Existing group/dataset not detected on files generated on a different computing node


#1

Hi,

I am facing a rather strange issue. Within a Fortran code every mpi rank generates its own h5 file (open/create group/DS/close). Later on, during the same simulation, the master mpi opens these files and collect the information stored there. Proper mpi barriers are present to ensure files are properly generated before the master does that. This is done a couple of times and several distinct files containing different information are generated by every rank.

For some reason, the master mpi when reading one of these h5 files generated by every rank can only load info for those files generated by the same computing node. All other files generated by another computing node are opened/closed without problem (error=0) but when retrieving group info null members are returned. When opening the files with hdfview the group/DS are actually there. Strange that this only happens with one file while not with other ones for which we do the same.

Any clue about what could possible be wrong here?.

Thanks in advance.


#2

OK. Apparently adding a simple sleep() command after the point where files are generated and closed by mpi slaves, and before the master mpi reads them, has resolved the problem.

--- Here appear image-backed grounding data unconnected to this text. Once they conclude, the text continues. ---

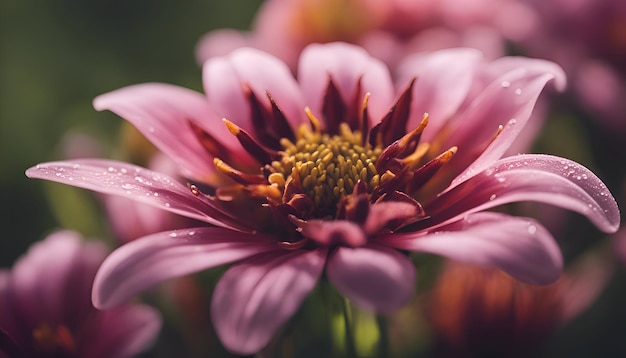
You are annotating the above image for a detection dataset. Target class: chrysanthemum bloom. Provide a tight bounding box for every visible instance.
[0,231,161,358]
[27,43,620,354]
[196,0,536,68]
[426,256,613,358]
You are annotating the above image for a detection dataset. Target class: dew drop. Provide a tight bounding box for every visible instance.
[514,88,522,95]
[527,225,537,235]
[121,168,128,174]
[108,167,116,172]
[489,194,497,201]
[55,172,62,177]
[188,231,195,236]
[164,202,171,208]
[501,80,511,88]
[121,184,133,189]
[153,192,159,197]
[509,118,517,125]
[169,232,177,238]
[190,185,200,196]
[72,164,80,169]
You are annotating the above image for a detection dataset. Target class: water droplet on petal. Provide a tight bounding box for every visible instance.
[188,231,195,236]
[527,225,537,235]
[501,80,511,88]
[514,88,522,95]
[164,202,171,208]
[169,232,177,238]
[489,194,497,201]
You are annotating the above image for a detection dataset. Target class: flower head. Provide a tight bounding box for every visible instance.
[196,0,536,67]
[26,42,619,354]
[0,231,161,358]
[426,255,613,357]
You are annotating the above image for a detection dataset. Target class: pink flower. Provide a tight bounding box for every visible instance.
[196,0,536,68]
[0,231,161,358]
[519,0,626,134]
[425,253,613,357]
[26,43,619,354]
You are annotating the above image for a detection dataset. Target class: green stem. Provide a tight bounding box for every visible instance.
[342,298,358,358]
[376,315,389,358]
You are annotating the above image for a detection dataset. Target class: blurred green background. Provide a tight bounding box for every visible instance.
[0,0,262,263]
[2,1,626,357]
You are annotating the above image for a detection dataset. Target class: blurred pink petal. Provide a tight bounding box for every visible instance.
[327,245,416,312]
[211,249,326,355]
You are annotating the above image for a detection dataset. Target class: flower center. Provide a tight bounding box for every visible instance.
[269,122,382,215]
[32,322,77,357]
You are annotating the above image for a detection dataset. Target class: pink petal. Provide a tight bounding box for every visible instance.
[8,231,100,329]
[364,201,421,235]
[557,250,614,324]
[482,56,567,92]
[327,245,416,312]
[84,304,161,358]
[26,159,250,232]
[93,227,277,309]
[428,154,620,233]
[195,29,255,65]
[387,212,563,284]
[298,42,395,122]
[93,83,229,182]
[446,62,565,183]
[211,249,327,355]
[396,48,482,137]
[203,48,306,131]
[296,219,367,247]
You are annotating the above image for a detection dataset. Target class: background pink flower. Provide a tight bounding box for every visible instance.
[519,0,626,136]
[0,231,161,358]
[196,0,536,68]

It looks like this is a sync issue. Is there any command to ensure that h5 files are properly closed before proceeding?. (modern Fortran intrinsic have for example something like an additional parameter ‘wait’=yes?). It looks like the h5fclose_f retrieves error zero but the work is not fully completed after the call returns.


#3

Are you sure that there are no open HDF5 objects which are preventing the file from being closed immediately?

You could make a system call fuser in master to verify that there are no processes using the file.

Also, are you using mpi-io or sec2 driver for file-per-process I/O?


#4

As far I can see there are no other objects opened.

A possible problem is that opening and closing the fortran (CALL h5open_f(error)/CALL h5close_f(error)) interface might be not fully OK because now this interface is closed but keeping the hdf5 file opened… and later on the fileID of the hdf5 file is used after re-openig the fortran interface…

Actually I was wondering if there is any hdf5 subroutine to check if the Fortran interface is opened or not at a given point.

“Also, are you using mpi-io or sec2 driver for file-per-process I/O?”
Not sure what you mean with this. Each mpi rank calls independently hdf5 subroutines to createFile/createGroup/CreateDS/close…them. In other words we are not using any simultaneous mpi-IO hdf5 file access.


#5

The only object created in h5open_f is an h5Tcopy of the C datatypes, which should not be holding the file open.
You can use H5Fget_obj_count to verify there are no open objects.

There is no hdf5 subroutine to check if the interface for Fortran is open. I’m assuming you mean if h5open_f was called? But if that is not called, then nothing will work. The fileID is not valid once it is closed, so I’m not sure what you mean by using it again. Are you making multiple calls to H5open_f and H5close_f, if so, why?

Are you using H5Pset_fapl_mpio_f with MPI_COMM_SELF or using H5P_DEFAULT fapl (i.e., sec2 driver)?


#6

Thanks. OK. I will try “H5Fget_obj_count”. Yes, that’s what I meant (check if h5open_f was called and not h5close_f).

“The fileID is not valid once it is closed”. Apparently it is still valid if the hdf5 file was not closed (h5fclose_f) but the interface well (h5close_f) and the interface then is re-opened… although this might be wrong programming I agree.

“Are you using H5Pset_fapl_mpio_f with MPI_COMM_SELF or using H5P_DEFAULT fapl (i.e., sec2 driver)?” I am not using any of those. I don’t know where should I do so either…

When creating a hdf5 file I am using: CALL h5fcreate_f(trim(fileH5Gauss), H5F_ACC_TRUNC_F, file_h5_hydGauss, h5err), so I guess that the defaults are taken

creation_prp INTEGER(HID_T), OPTIONAL
(Default value: H5P_DEFAULT_F)
access_prp INTEGER(HID_T), OPTIONAL
(Default value: H5P_DEFAULT_F)